Python 正则表达式替换单个换行符并忽略两个或多个换行符的序列

Question

I'm using python 3.6 through 3.8.

I'm trying to replace any instance of a single newline with a single space in text read from a file. My goal is to compress paragraphs into single lines of text for re-wrapping by textwrap . Since textwrap only works on a single paragraph I need an easy way to detect/delineate paragraphs, and compressing them into a single line of text seems the most expedient. In order for this to work, any instance of two or more newlines in sequence define a paragraph boundary and should be left alone.

My first try was with lookahead/lookbehind assertions to insist that any newline I replace not be bounded by other newlines:

re.sub(r'(?<!\n)\n(?!\n)', ' ', input_text)

This works fine is most circumstances. However, I quickly ran into a case where someone had a paragraph separator that contained other whitespace.

This is some sample text beginning with a short paragraph.\n\nThis second paragraph is long enough to be split across lines, so it contains\na single newline in the middle.\n \nThis third paragraph has an unusual separator before it; a newline followed by\na space followed by another newline. It's a special case that needs to be\nhandled.

My lookahead/lookbehind assertion tactic won't work here, because the required lookbehind needs to be of an indeterminate length (maybe the space is there, maybe it isn't) and that's not allowed.

# this is an error
re.sub(r'(?<!\n\s*)\n(?!\s*\n)', ' ', input_text)

My next try was to do this in two passes, removing any non-newline whitespace between newlines, but I can't find a regex that will do that perfectly. This works, sortof, but will compress any occurrences of more than two newlines.

# this compresses "\n\n\n" or "\n\n \n" into "\n\n"
re.sub(r'(?<!\n)\n(?!\n)', ' ', re.sub(r'\n\s*\n', '\n\n', input_text))

I'd like to avoid this, because extra blank lines between paragraphs may be intentional; they should be left alone.

The unicode definition of \s isn't specific enough to allow me to construct a character set of "all whitespace except newlines", so I can't do something like this:

# this only works for ASCII
re.sub(r'(?<!\n)\n(?!\n)', ' ', re.sub(r'\n[ \t\r\f\v]*\n', '\n\n', input_text))

To do that I need a way to express " \s except \n " for unicode and I don't think that exists.
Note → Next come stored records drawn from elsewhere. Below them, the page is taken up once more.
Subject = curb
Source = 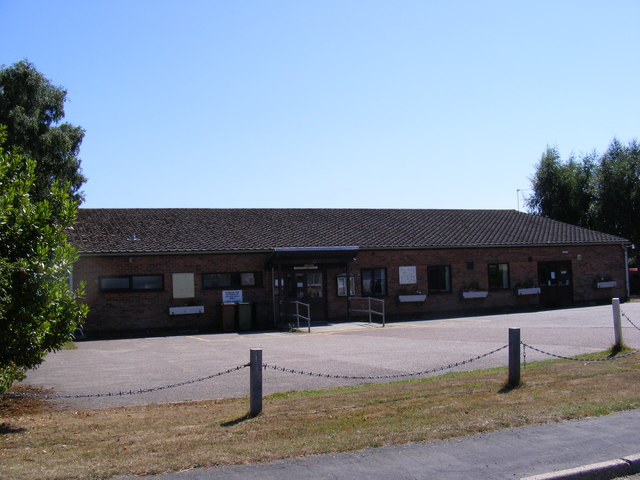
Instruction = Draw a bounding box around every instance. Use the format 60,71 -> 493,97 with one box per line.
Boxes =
520,453 -> 640,480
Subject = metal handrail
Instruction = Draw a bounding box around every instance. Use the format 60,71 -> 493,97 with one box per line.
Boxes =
349,297 -> 385,327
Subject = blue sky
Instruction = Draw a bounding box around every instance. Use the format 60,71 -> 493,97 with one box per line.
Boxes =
0,0 -> 640,209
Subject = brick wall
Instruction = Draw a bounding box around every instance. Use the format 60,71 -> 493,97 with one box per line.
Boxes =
74,245 -> 626,332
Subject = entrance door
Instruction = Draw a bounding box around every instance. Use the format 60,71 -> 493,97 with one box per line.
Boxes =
538,261 -> 573,307
285,269 -> 326,320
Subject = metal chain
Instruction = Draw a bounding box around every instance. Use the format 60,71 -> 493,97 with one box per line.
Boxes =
620,310 -> 640,330
522,343 -> 640,362
0,363 -> 249,398
262,345 -> 509,380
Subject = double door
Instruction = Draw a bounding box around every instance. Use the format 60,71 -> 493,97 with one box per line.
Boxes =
538,261 -> 573,307
281,268 -> 327,320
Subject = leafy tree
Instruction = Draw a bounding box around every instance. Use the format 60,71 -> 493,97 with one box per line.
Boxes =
596,140 -> 640,249
527,139 -> 640,263
528,147 -> 595,227
0,127 -> 87,392
0,60 -> 86,202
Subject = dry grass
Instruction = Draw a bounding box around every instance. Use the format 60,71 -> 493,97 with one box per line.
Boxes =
0,354 -> 640,479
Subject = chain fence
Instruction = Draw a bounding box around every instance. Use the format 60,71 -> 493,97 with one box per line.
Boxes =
620,310 -> 640,330
0,363 -> 249,399
262,345 -> 509,380
0,312 -> 640,399
520,342 -> 640,366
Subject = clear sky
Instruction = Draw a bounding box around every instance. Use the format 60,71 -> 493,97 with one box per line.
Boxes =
0,0 -> 640,209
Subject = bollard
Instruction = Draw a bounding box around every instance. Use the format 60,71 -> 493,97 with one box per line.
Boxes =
611,298 -> 622,350
249,348 -> 262,417
509,328 -> 520,387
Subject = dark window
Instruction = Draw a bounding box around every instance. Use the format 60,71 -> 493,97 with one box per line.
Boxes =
361,268 -> 387,297
336,273 -> 356,297
427,265 -> 451,293
202,272 -> 262,288
99,275 -> 164,292
488,263 -> 509,290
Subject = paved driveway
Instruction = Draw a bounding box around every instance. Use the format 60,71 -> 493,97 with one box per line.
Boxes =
20,302 -> 640,408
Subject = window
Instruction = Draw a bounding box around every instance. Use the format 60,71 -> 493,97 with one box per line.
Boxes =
202,272 -> 262,288
98,275 -> 164,292
361,268 -> 387,297
489,263 -> 509,290
427,265 -> 451,293
336,273 -> 356,297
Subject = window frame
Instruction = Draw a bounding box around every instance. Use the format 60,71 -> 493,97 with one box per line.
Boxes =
98,273 -> 164,293
427,265 -> 453,294
336,273 -> 356,297
360,267 -> 389,298
201,271 -> 263,290
487,262 -> 511,291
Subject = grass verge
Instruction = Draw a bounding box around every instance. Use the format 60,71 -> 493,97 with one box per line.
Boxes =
0,354 -> 640,480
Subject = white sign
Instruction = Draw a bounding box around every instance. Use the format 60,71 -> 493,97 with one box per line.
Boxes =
398,266 -> 418,285
222,290 -> 242,303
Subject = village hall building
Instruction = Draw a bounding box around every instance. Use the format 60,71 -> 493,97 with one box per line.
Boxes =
70,208 -> 630,335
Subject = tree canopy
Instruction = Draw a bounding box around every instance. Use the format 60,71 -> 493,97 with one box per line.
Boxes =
0,60 -> 86,202
527,139 -> 640,261
0,126 -> 87,392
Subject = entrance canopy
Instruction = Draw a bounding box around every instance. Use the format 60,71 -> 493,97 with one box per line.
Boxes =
268,246 -> 360,266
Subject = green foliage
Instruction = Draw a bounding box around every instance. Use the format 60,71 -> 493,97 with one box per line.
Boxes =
0,61 -> 86,202
0,127 -> 87,391
527,139 -> 640,261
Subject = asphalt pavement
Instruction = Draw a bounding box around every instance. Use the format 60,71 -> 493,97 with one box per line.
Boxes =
20,302 -> 640,409
17,302 -> 640,480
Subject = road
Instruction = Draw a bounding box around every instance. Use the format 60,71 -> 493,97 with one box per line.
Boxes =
20,302 -> 640,408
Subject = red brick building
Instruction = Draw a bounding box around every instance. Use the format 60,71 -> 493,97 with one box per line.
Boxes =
71,209 -> 628,334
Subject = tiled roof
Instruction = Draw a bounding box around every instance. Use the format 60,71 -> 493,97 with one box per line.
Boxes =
71,208 -> 626,254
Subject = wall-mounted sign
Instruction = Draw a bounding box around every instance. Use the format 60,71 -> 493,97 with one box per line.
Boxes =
398,266 -> 418,285
222,290 -> 242,303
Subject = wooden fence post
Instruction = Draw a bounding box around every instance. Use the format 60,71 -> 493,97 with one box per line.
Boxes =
509,328 -> 520,387
249,348 -> 262,417
611,298 -> 622,350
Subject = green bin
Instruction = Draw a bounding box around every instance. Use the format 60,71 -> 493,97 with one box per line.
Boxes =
220,303 -> 236,332
237,302 -> 251,330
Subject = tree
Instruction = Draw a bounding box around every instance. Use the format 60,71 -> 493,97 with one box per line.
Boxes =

I tried [\s!\n] on a lark and, bizarrely, it seems to do the right thing in 3.6.5 and 3.8.0. This, despite the fact that ! has no documented effect inside a character set for either version, and that the documentation for re.escape() explicitly states that, as of 3.7, ! is no longer escaped by the method as it's not a special character.

# this appears to work, but the docs say it shouldn't
re.sub(r'(?<!\n)\n(?!\n)', ' ', re.sub(r'\n[\s!\n]\n', '\n\n', input_text))

Even though it seems to work, I don't want to rely on the behaviour, for obvious reasons. I should probably report it as a bug in either the code or the documentation.

Assuming that last one is not supposed to be supported, what other approach am I missing?

Answer 1

You may capture the occurrences of double and more newlines to keep them when matched and just match all other newlines:

import re
text = "This is some sample text beginning with a short paragraph.\n\nThis second paragraph is long enough to be split across lines, so it contains\na single newline in the middle.\n \nThis third paragraph has an unusual separator before it; a newline followed by\na space followed by another newline. It's a special case that needs to be\nhandled."
print( re.sub(r'([^\S\n]*\n(?:[^\S\n]*\n)+[^\S\n]*)|[^\S\n]*\n[^\S\n]*', lambda x: x.group(1) or ' ', text) )

See the Python demo

Details

• ([^\S\n]*\n(?:[^\S\n]*\n)+[^\S\n]*) - Group 1: 0+ whitespaces other than a newline, a newline, then 1 or more (so, at least two newlines are matched) occurrences of 0+ whitespaces other than a newline and a newline, and then again 0+ whitespaces other than a newline
• | - or
• [^\S\n]*\n[^\S\n]* - 0+ whitespaces other than a newline, a newline and again 0+ whitespaces other than a newline

The replacement is lambda x: x.group(1) or ' ' : if Group 1 matched, no replacement should occur, else, replace with a space.